## MP Board Class 8th Maths Solutions Chapter 6 Square and Square Roots Ex 6.2

**MP Board Class 8 Maths Chapter 6 Exercise 6.2 Question 1.**

Find the square of the following numbers.

(i) 32

(ii) 35

(iii) 86

(iv) 93

(v) 71

(vi) 46

Solution:

(i) 32^{2} = (30 + 2)^{2} = (30 + 2) (30 + 2)

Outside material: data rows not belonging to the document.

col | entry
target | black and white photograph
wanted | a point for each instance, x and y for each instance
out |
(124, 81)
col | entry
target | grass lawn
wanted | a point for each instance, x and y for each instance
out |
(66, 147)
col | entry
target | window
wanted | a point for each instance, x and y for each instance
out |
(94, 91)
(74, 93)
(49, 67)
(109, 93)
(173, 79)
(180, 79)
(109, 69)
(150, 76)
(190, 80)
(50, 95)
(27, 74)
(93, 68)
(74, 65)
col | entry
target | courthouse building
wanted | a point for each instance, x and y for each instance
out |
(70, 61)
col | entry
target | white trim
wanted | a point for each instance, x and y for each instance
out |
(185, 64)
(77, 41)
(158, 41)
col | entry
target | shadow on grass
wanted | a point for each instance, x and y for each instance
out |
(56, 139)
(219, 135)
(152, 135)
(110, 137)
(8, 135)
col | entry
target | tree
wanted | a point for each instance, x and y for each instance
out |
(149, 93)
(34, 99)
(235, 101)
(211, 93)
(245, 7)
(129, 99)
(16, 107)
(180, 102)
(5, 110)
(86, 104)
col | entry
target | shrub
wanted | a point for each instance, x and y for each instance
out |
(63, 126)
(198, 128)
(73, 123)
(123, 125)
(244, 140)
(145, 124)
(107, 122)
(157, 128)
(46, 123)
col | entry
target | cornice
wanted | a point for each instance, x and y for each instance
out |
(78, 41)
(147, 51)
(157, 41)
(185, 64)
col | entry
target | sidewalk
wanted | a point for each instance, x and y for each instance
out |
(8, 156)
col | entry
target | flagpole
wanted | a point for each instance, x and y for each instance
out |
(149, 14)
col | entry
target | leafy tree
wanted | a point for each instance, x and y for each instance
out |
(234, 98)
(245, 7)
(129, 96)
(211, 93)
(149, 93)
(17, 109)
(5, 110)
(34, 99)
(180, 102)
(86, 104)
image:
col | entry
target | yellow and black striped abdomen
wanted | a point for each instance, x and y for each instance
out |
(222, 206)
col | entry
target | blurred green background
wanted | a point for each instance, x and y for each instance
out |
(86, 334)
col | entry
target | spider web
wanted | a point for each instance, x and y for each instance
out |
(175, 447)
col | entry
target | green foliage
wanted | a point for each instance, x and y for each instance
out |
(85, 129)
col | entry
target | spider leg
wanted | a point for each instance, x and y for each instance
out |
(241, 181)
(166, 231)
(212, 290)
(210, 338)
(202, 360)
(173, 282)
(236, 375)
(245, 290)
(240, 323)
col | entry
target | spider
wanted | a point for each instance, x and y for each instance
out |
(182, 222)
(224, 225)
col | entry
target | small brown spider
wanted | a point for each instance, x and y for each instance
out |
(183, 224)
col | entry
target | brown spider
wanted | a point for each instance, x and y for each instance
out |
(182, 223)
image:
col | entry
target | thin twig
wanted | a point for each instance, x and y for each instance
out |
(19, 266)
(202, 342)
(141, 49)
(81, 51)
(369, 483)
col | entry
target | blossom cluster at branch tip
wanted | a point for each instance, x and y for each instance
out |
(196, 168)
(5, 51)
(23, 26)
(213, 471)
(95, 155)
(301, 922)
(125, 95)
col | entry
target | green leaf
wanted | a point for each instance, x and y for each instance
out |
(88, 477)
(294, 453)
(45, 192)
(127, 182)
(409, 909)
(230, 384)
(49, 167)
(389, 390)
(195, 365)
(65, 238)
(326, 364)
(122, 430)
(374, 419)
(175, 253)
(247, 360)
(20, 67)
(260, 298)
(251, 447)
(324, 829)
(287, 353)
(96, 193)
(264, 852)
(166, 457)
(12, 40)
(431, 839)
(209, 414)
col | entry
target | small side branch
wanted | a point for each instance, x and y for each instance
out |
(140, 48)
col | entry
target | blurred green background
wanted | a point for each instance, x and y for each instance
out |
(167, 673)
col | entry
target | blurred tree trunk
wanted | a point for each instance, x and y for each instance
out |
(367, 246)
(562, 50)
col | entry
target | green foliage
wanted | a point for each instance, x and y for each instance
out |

= 30 (30 + 2) + 2 (30 + 2)

= 900 + 60 + 60 + 4 = 1024.

(ii) 35^{2} = (30 + 5)^{2} = (30 + 5) (30 + 5)

= 30(30 + 5) + 5 (30 + 5)

= 900 + 150 + 150 + 25 = 1225.

(iii) 86^{2} = (80 + 6)^{2} = (80 + 6) (80 + 6)

= 80(80 + 6) + 6(80 + 6)

= 6400 + 480 + 480 + 36 = 7396.

(iv) 93^{2} = (90 + 3)^{2} = (90 + 3) (90 + 3)

= 90(90 + 3) + 3(90 + 3)

= 8100 + 270 + 270 + 9 = 8649.

(v) 71^{2} = (70+ 1)^{2} = (70 + 1) (70 + 1)

= 70(70 + 1) + 1 (70 + 1)

= 4900 + 70 + 70 + 1 = 5041.

(vi) 46^{2} = (40 + 6)^{2} = (40 + 6) (40 + 6)

= 40(40 + 6) + 6(40 + 6)

= 1600 + 240 + 240 + 36 = 2116.

**8th Class Maths Chapter 6 Exercise 6.2 Question 2.**

Write a Pythagorean triplet whose one member is

(i) 6

(ii) 14

(iii) 16

(iv) 18

Solution:

We can get Pythagorean triplet by using general form 2m, m^{2} – 1, m^{2} + 1.

(i) Let us take 2m = 6 ⇒ m = 3

Thus, m^{2} – 1 = 3^{2} – 1 = 9 – 1 = 8 and m^{2} + 1 = 3^{2} + 1 = 9 + 1 = 10.

∴ The required triplet is 6, 8, 10

(ii) Let us take 2m = 14 ⇒ m = 7

Thus, m^{2} – 1 = 7^{2} – 1 = 49 – 1 = 48

and m^{2} + 1 = 7^{2} + 1 = 49 + 1 = 50

∴ The required triplet is 14, 48, 50.

(iii) Let us take 2m = 16 ⇒ m = 8

Thus, m^{2} – 1 = 8^{2} – 1 = 64 – 1 = 63

and m^{2} + 1 = 8^{2} + 1 = 64 + 1 = 65.

∴ The required triplet is 16, 63, 65.

(iv) Let us take 2m = 18 ⇒ m = 9

Thus, m^{2} – 1 = 9^{2} – 1 = 81 – 1 = 80

and m^{2} + 1 = 9^{2} + 1 = 81 + 1 = 82

∴ The required triplet is 18, 80, 82.